How did we get here? Genital cutting such as circumcision has ancient origins in many different cultures, and some scholars believe that religious circumcision evolved from the ritual of child sacrifice to the gods. Over time, the ritual cutting of both boys’ and girls’ genitals was adopted by various religions and became a mark of cultural and religious identity. Now, in the United States, it has become medicalized as part of hospital birthing practices.

Worldwide Prevalence of Male Genital Cutting

An estimated three-quarters of the world’s men are intact, with Israel, Muslim nations and the United States making up the preponderance of genitally modified men. Today, about 75 percent of adult men in the United States have surgically modified genitals; this represents a decrease from the 1980s, when the prevalence was closer to 90 percent.

Routine removal of the male foreskin is very rare throughout Europe, Asia and Latin America, except as a religious rite among Jews and Muslims. It is common in the Middle East, and some tribal cultures in Africa and other countries also practice the ritual. Only in the United States do medical professionals carry out male child genital cutting as a routine medical procedure, though it serves no therapeutic purpose.

Male Genital Cutting as an American Cultural Norm

Foreskin removal made its way into medical practice during the mid-1800s in English-speaking countries, including the United States, England, Canada, Australia and New Zealand. This came about because some influential Victorian-era doctors believed that masturbation (at the time called “self-abuse”) caused various physical, psychological and moral problems. Working under the theory that inflicting pain on the genitals and removing sensitive and pleasurable body parts (in particular, the foreskin in boys and the clitoris in girls) would make young people less likely to masturbate, these doctors prescribed male and female circumcision as both a preventive and “cure.”

Like patent medicine and elixirs, removing boys’ foreskins began to be promoted as a “miracle cure.” It was promoted as curing dreaded diseases such as syphilis, epilepsy, spinal paralysis, clubfoot, crossed eyes, blindness and deafness, tuberculosis, and penile and cervical cancer, and for controlling stigmatized behaviors such as wet dreams, bedwetting, masturbation,  rape, and a myriad of other outlandish claims.

During the 20th century, male genital cutting became part of mainstream medicine and American culture, with most people believing that a surgically altered penis was healthier and preferable in both appearance and function to a natural one.

As circumcision became more and more common, parents began to fear that their sons—if uncut—would not “fit in” with their circumcised peers and that an intact foreskin would cause them to be rejected by future sex partners.

It is easy to understand, then, how the medical profession was able to take ownership of the practice of circumcision, thereby boosting its popularity in mainstream American culture. Male genital cutting continues to be “a treatment in search of a disease” as witnessed by the present-day claim that it prevents HIV/AIDS.

How the U.S. Medical Establishment Promotes Male Genital Cutting

No medical association in the United States or anywhere else in the world recommends male child genital cutting.

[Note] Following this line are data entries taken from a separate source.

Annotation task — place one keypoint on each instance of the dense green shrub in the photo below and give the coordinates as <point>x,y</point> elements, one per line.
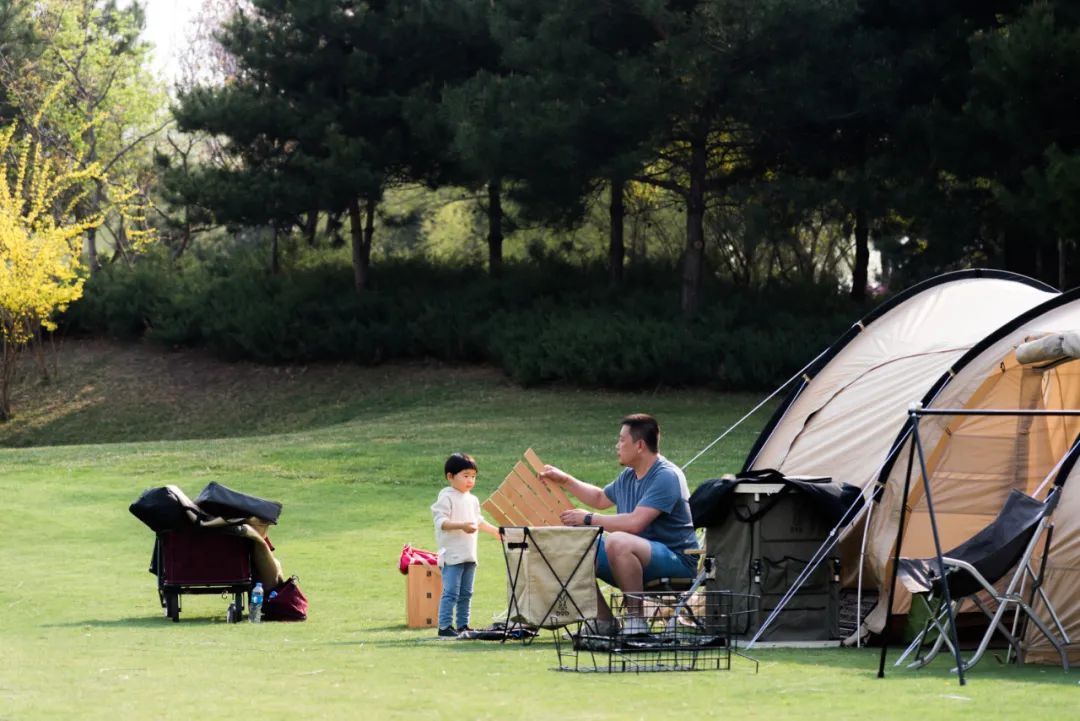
<point>541,322</point>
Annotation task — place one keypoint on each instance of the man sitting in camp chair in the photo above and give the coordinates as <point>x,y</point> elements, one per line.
<point>649,535</point>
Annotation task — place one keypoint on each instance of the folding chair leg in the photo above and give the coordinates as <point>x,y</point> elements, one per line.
<point>1045,631</point>
<point>995,625</point>
<point>916,644</point>
<point>939,623</point>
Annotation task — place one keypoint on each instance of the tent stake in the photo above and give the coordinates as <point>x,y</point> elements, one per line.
<point>895,559</point>
<point>937,548</point>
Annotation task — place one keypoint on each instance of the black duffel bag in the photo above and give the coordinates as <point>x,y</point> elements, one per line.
<point>219,500</point>
<point>166,508</point>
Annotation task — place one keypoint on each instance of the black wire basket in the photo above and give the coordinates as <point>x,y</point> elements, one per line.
<point>659,631</point>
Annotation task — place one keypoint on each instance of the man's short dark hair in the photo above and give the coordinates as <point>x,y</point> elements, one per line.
<point>643,426</point>
<point>459,462</point>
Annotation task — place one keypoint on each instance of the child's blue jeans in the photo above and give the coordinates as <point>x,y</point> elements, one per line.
<point>457,594</point>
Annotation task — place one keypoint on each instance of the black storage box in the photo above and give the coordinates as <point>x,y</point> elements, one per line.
<point>761,546</point>
<point>221,501</point>
<point>166,508</point>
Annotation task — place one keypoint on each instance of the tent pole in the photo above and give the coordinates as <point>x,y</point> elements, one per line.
<point>937,548</point>
<point>895,556</point>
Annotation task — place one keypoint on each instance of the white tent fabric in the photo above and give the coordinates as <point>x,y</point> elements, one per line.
<point>974,461</point>
<point>853,406</point>
<point>848,415</point>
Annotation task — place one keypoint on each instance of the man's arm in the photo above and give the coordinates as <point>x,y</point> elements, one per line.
<point>631,522</point>
<point>588,493</point>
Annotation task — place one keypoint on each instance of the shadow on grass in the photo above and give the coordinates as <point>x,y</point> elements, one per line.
<point>139,622</point>
<point>988,669</point>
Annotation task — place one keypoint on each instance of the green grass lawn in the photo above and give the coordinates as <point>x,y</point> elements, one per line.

None. Even today as attitudes are changing and no reputable health professional or organization asserts that routine removal of boys’ foreskins is medically necessary, new parents report that doctors and nurses repeatedly ask them if they want their newborn son to be circumcised. Medicine is big business, and newborn male genital cutting is a billable service. Due to the ongoing promotion of circumcision in American medicine, more than one million circumcisions are performed on boys every year in U.S. hospitals and medical offices (the current rate is around 55%). Circumcision today is a $1 billion industry; the cost of repairing complications—both short- and long-term—more than doubles that figure.

Prohibition against Female Genital Mutilation

A federal law prohibiting Female Genital Mutilation (FGM) was enacted in 1996 in the United States. Until then, doctors could legally perform female circumcision (removal of the clitoris or clitoral hood) on girls—usually as an attempt to prevent a girl from masturbating or to otherwise modify her behavior. Some insurers even covered the procedure.

Today, that federal law is being challenged on Constitutional grounds. In response, 35 states have passed their own FGM laws. These states’ legislators apparently are unaware or unconcerned that these new laws—by failing to include boys—violate their own equal protection legislation already in place.

Intersex Genital Cutting

The movement against the genital cutting of children extends to protecting children born “intersex,” that is, with genitals or internal reproductive organs that have characteristics that are both male and female. Intact America fully supports the position that NO child should be subjected to the removal or alteration of their genitalia, unless medically necessary and until they reach an age at which they can legally express their preference and fully understand the consequences of such surgery.